This story was originally produced by The Keene Sentinel. NHPR is republishing it in partnership with the Granite State News Collaborative.
Gov. Kelly Ayotte has signed into law a bill that will allow towns and cities to require proof of residency before helping people of low income with necessities such as housing, food, heat and prescriptions.
House Bill 348, whose prime sponsor was Jennifer Rhodes, R-Winchester, will change a longstanding statute saying that residency is not a requirement for receiving local welfare assistance.
Supporters say the bill may allow for a more equitable system of sharing growing welfare expenses among municipalities, and assert that its provisions will ensure that assistance will continue to flow to those in need.
Opponents said the existing law was fine and that there is no need to put up additional barriers to aid for people in difficult situations.
Republican-backed HB 348, as introduced, would have allowed municipalities to establish a 90-day residency requirement as a prerequisite for receiving aid. A lease, car registration or utility bill were cited as ways of proving residency.
But that length of stay was removed in the final version, which also expanded the ways a person could show residency. It also specifies that the residency requirement does not apply to people who left their original town because of domestic violence, stalking, sexual assault or human trafficking.
It also mandates assistance of up to six days for people who are temporarily in a municipality and need help to address a basic-needs emergency.
Also under the bill, a municipality can recover some welfare expenses from another town or city where the applicant resides.
Rhodes said in an interview Tuesday that local assistance programs work best when people apply for help where they are living.
“Towns know what’s best for their own community members,” she said. “What somebody requires for assistance when they live in Keene would be completely different from somebody that lives in Winchester or Troy.”

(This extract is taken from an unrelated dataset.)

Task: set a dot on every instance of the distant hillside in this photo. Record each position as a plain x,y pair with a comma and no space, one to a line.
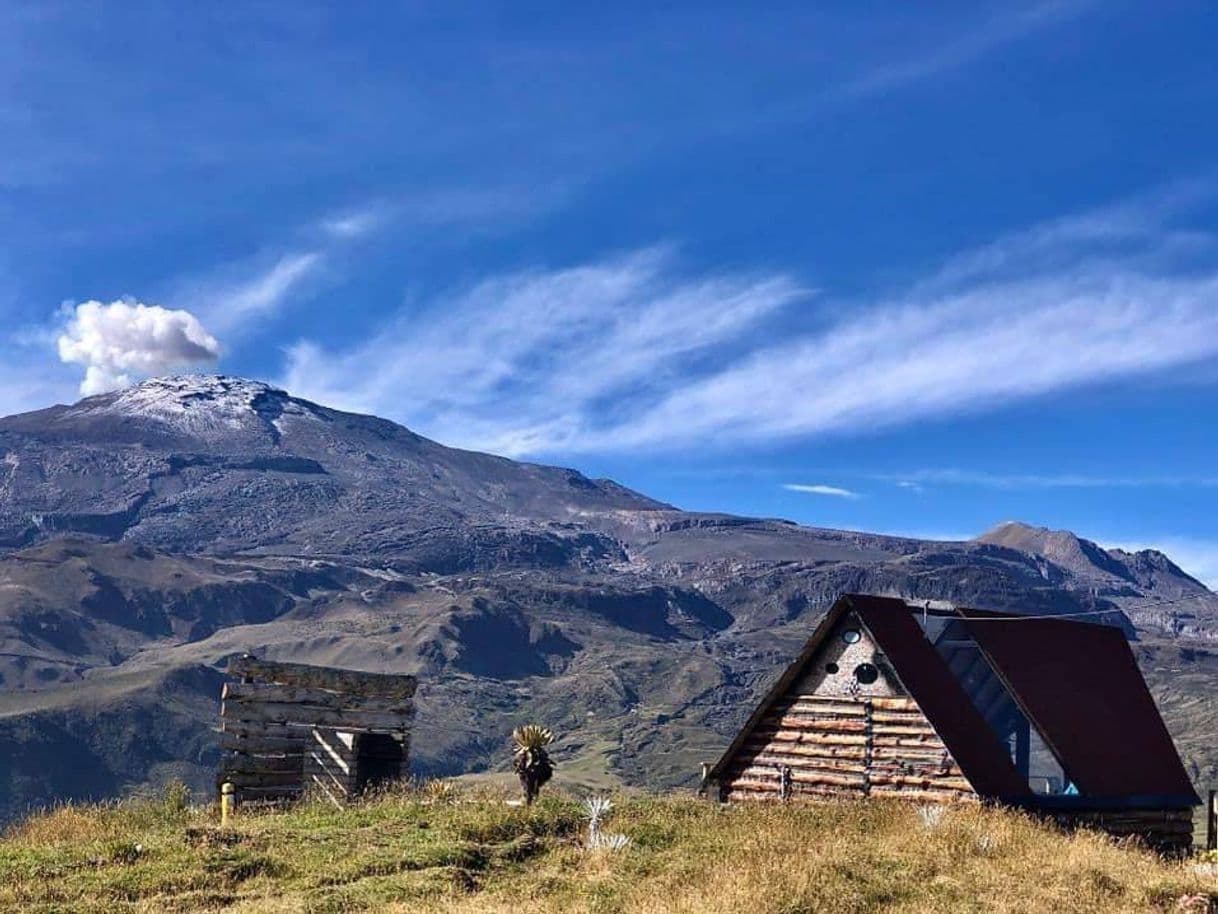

Keene City Councilor Randy Filiault said that since Keene provides all of the homeless shelter beds in Cheshire County, it inevitably bears more costs of providing welfare assistance than other municipalities.
Anything that would facilitate more cost-sharing among municipalities would be helpful, he said.
Dawn McKinney, policy director for N.H. Legal Assistance, said she fears people in need will “fall through the cracks” under new residency requirements.
“I do think requiring proof of residency will lead to some people being unable to get emergency assistance because, even though they are residents, they won’t have the wherewithal to prove it,” she said.
Todd Marsh is Rochester’s welfare director and the president of the N.H. Local Welfare Administrators Association.
He said his goal will be for the state to continue to offer adequate emergency assistance to those most in need.
“Along with our association’s Board of Directors, I will be focused on training cities and towns throughout the state on best practices and on how to apply the new law with consistent, humane, accountable, and flexible decision-making,” he said in an email.
HB 348 has an effective date of July 21.